Brasil deve ganhar acesso a fundo de US$ 100 bi dos EUA na área de defesa
Após a designação do Brasil como aliado
preferencial Extra-Otan pelos Estados Unidos, os dois países tentam fechar
acordo de cooperação militar que pode dar às empresas brasileiras de defesa
acesso a um fundo americano de quase US$ 100 bilhões anuais para o
desenvolvimento de produtos na vanguarda tecnológica do setor.
O acordo, que está em reta final de negociação, é
encarado por autoridades dos dois lados como um avanço inédito no
relacionamento bilateral. Poucos países fora da Organização do Tratado do
Atlântico Norte (Otan) têm um acordo RDT&E (sigla em inglês para pesquisa,
desenvolvimento, testes e avaliação) firmado com os Estados Unidos.
É o caso de aliados importantes dos americanos em
regiões com potencial conflito, como Israel e Coreia do Sul. Nem todos os
europeus chegaram a esse tipo de parceria. O fundo RDT&E teve US$ 96
bilhões no ano fiscal de 2019 e é o principal instrumento do Departamento de
Defesa (DoD) dos Estados Unidos para manter a supremacia tecnológica na área
militar.
O governo Donald Trump tem buscado fortalecer esse
fundo nos últimos anos como forma de fazer frente aos crescentes investimentos
da Rússia e da China em equipamentos bélicos de ponta. Centenas de projetos
estão sendo desenvolvidos — cada um possui uma rubrica específica no orçamento
do DoD — com esses recursos.
Caças de quinta geração, novos armamentos
hipersônicos, sistemas de defesa aérea, tecnologias de defesa submarina,
mísseis balísticos e de cruzeiro fazem parte da lista. Se o acordo bilateral
for realmente fechado, empresas brasileiras poderão estabelecer parcerias com americanas
para trabalhar no desenvolvimento compartilhado de um novo produto e
tecnologia, bem como ter acesso ao fundo.

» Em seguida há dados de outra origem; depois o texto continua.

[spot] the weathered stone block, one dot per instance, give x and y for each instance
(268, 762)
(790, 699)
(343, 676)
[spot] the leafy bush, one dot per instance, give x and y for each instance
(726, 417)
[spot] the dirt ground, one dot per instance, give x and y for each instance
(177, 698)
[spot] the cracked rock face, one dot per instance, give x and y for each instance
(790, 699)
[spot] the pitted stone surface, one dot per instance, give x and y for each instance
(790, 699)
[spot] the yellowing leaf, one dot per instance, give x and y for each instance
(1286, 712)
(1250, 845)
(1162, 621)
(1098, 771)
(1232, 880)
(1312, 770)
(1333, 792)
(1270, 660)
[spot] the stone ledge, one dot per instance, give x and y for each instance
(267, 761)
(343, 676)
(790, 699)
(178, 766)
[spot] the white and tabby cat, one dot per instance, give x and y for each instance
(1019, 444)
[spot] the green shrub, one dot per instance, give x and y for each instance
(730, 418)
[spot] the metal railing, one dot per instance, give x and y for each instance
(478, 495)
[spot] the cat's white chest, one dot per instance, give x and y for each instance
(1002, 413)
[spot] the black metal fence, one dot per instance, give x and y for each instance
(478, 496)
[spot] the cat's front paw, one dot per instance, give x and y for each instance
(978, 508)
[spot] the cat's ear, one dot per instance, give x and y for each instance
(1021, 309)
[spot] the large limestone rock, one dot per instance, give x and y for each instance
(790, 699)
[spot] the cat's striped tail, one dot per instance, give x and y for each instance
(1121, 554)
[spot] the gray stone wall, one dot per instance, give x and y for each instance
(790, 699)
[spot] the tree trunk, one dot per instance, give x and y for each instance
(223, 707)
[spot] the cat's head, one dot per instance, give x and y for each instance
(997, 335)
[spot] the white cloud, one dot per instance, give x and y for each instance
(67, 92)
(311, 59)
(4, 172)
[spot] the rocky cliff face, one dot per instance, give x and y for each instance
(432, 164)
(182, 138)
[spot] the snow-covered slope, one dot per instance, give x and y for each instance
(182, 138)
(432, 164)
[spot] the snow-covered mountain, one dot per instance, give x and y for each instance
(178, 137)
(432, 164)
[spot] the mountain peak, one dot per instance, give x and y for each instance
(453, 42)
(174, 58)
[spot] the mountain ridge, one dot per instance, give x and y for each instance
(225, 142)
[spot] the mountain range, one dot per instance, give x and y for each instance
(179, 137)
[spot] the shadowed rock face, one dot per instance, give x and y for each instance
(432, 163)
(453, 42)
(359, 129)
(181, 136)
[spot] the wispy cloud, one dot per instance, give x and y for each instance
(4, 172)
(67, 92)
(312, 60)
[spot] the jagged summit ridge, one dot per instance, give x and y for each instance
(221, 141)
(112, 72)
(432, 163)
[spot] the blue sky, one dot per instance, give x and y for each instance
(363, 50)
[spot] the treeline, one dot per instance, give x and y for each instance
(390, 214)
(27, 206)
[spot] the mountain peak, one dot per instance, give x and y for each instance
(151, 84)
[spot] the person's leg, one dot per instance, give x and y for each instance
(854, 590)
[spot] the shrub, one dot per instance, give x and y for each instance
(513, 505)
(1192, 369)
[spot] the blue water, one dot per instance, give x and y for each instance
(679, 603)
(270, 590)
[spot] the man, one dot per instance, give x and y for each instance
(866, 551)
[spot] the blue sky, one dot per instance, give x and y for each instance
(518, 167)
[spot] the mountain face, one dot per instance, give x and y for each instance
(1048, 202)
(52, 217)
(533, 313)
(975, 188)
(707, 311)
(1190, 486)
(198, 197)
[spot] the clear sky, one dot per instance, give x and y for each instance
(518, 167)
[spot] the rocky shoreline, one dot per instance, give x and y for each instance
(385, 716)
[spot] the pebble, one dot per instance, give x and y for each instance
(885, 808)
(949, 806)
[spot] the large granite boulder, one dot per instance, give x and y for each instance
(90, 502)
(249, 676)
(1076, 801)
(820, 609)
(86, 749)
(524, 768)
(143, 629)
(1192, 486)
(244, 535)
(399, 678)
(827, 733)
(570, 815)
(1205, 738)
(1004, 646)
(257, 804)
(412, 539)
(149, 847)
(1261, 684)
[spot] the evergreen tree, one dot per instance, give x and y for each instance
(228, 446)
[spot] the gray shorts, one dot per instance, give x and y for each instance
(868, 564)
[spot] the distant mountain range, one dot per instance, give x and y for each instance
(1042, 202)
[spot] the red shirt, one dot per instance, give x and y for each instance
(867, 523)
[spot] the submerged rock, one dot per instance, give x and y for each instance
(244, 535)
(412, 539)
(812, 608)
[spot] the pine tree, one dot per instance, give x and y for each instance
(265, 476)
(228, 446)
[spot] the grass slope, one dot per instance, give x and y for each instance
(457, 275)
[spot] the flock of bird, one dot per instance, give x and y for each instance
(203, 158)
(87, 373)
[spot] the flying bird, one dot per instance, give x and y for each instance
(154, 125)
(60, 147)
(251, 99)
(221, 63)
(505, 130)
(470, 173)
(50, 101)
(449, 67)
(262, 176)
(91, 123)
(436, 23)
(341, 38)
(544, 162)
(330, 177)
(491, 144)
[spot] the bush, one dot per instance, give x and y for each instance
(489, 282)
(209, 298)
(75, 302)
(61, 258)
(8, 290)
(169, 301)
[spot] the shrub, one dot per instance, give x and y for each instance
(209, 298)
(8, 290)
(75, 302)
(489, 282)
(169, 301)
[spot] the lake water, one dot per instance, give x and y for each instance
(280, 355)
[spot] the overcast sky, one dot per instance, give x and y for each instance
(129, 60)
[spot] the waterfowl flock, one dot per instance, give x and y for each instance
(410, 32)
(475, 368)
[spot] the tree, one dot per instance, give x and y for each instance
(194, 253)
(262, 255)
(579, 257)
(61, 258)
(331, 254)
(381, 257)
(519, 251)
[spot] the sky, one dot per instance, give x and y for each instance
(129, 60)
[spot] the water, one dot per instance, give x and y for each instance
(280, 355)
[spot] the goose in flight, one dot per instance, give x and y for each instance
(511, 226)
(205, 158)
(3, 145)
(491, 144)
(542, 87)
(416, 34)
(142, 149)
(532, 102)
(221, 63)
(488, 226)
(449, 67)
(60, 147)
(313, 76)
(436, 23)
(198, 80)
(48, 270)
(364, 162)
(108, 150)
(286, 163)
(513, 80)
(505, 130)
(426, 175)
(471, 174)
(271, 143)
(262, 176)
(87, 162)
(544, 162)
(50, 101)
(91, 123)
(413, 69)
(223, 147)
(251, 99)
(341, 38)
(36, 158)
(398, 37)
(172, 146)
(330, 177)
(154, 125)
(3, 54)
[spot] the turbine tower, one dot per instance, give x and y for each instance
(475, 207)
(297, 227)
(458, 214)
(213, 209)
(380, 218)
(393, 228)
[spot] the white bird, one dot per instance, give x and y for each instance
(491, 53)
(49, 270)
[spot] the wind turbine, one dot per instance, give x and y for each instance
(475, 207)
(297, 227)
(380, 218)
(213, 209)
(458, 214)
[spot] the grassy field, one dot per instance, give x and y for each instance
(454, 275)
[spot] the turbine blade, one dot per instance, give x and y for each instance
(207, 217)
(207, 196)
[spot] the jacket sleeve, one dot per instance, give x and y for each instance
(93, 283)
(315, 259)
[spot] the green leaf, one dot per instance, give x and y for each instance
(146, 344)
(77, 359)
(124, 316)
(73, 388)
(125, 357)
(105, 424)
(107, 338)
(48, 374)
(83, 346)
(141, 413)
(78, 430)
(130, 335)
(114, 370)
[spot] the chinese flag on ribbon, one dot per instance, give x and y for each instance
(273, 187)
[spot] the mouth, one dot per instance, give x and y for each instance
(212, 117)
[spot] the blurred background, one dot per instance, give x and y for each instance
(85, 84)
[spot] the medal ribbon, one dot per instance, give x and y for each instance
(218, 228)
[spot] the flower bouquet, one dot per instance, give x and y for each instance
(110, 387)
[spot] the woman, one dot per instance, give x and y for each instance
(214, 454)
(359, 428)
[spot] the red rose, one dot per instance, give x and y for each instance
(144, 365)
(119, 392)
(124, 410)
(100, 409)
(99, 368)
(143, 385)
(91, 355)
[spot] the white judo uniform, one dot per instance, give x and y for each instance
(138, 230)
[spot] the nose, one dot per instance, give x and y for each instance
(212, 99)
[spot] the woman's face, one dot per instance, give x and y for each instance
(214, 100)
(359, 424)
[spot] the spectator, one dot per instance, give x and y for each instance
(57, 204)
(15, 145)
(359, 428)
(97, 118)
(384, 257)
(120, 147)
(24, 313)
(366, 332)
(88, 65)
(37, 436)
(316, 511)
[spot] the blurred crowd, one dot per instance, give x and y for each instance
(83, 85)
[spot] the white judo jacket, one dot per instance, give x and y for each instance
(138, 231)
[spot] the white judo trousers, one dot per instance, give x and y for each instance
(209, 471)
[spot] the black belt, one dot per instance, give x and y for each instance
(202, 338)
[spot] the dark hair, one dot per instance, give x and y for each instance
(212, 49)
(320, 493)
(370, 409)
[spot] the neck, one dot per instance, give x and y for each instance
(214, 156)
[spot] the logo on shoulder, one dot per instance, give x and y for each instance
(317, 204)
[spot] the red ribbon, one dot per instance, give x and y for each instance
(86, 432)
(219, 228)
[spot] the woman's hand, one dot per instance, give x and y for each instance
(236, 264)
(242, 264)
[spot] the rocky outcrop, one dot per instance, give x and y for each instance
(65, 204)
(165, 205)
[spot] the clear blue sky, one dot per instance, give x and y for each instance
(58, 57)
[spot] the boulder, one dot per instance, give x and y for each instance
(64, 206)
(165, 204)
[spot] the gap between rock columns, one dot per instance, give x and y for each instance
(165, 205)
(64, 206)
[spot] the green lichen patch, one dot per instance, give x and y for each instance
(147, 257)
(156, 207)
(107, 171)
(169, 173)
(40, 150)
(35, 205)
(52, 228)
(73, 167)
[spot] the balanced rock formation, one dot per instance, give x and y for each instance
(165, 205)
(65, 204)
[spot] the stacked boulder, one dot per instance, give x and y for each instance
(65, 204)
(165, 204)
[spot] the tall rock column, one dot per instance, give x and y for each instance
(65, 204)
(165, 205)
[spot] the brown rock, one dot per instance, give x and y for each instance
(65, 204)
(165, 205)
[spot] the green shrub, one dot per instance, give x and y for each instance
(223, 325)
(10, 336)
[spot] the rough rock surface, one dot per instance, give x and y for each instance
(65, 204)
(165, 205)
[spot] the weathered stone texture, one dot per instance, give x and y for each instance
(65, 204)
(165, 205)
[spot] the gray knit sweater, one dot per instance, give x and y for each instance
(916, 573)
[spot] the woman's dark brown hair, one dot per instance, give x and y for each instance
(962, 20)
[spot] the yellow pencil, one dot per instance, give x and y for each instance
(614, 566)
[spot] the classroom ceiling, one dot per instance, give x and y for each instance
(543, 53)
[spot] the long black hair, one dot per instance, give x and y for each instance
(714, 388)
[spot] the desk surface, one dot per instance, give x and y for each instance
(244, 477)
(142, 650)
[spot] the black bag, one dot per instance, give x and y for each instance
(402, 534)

Algumas áreas, como defesa cibernética, já são
apontadas pelo governo brasileiro como candidatas a uma parceria mais
aprofundada. Nos Estados Unidos, há interesse do Escritório de Pesquisas Navais
(ONR) e do Comando de Desenvolvimento de Capacidade de Combate (RDECOM) em
iniciativas conjuntas.
O Itamaraty e o Ministério de Defesa tratam
diretamente do assunto e apostam na conclusão do acordo neste ano. Em nota, a
embaixada americana em Brasília confirmou o estágio avançado das negociações.
“Estamos ansiosos para concluir um acordo RDT&E
com o Brasil e fazer bons progressos. O ‘timing’ da assinatura ainda não está
determinado, mas o forte compromisso mútuo para alcançar o acordo referente a
nossa crescente relação bilateral em múltiplas frentes”, afirmou a embaixada.
Os Estados Unidos queriam a entrada imediata em
vigência, alegando que ele é um desdobramento de outro já implementado, o
Acordo sobre Cooperação em Matéria de Defesa (DCA) — firmado em 2010 e
ratificado em 2015 —, e do Acordo Mestre de Troca de Informações (MIEA).
A consultoria jurídica do Itamaraty tem o
entendimento de que esses dois tratados não dispensam a tramitação legislativa
do RTD&E. O problema é que isso ainda pode levar vários anos depois da
assinatura.
Segundo fontes do governo brasileiro, o status de
aliado extra-Otan não é um pré-requisito para evoluir no assunto, mas facilita
a cooperação efetiva entre os dois países e a concretização de parcerias.
A designação, que ocorreu durante visita do
presidente Jair Bolsonaro a Washington em março do ano passado, representa uma
espécie de “atestado de con!ança” da Casa Branca para o desenvolvimento de
projetos comuns.
A diplomacia brasileira avalia que o novo acordo se
tornará uma das grandes colheitas da aproximação entre Bolsonaro e Trump, que
já resultou no tratado de salvaguardas tecnológicas para a exploração comercial
da base de Alcântara e no apoio americano à entrada do Brasil na Organização
para a Cooperação e o Desenvolvimento Econômico (OCDE).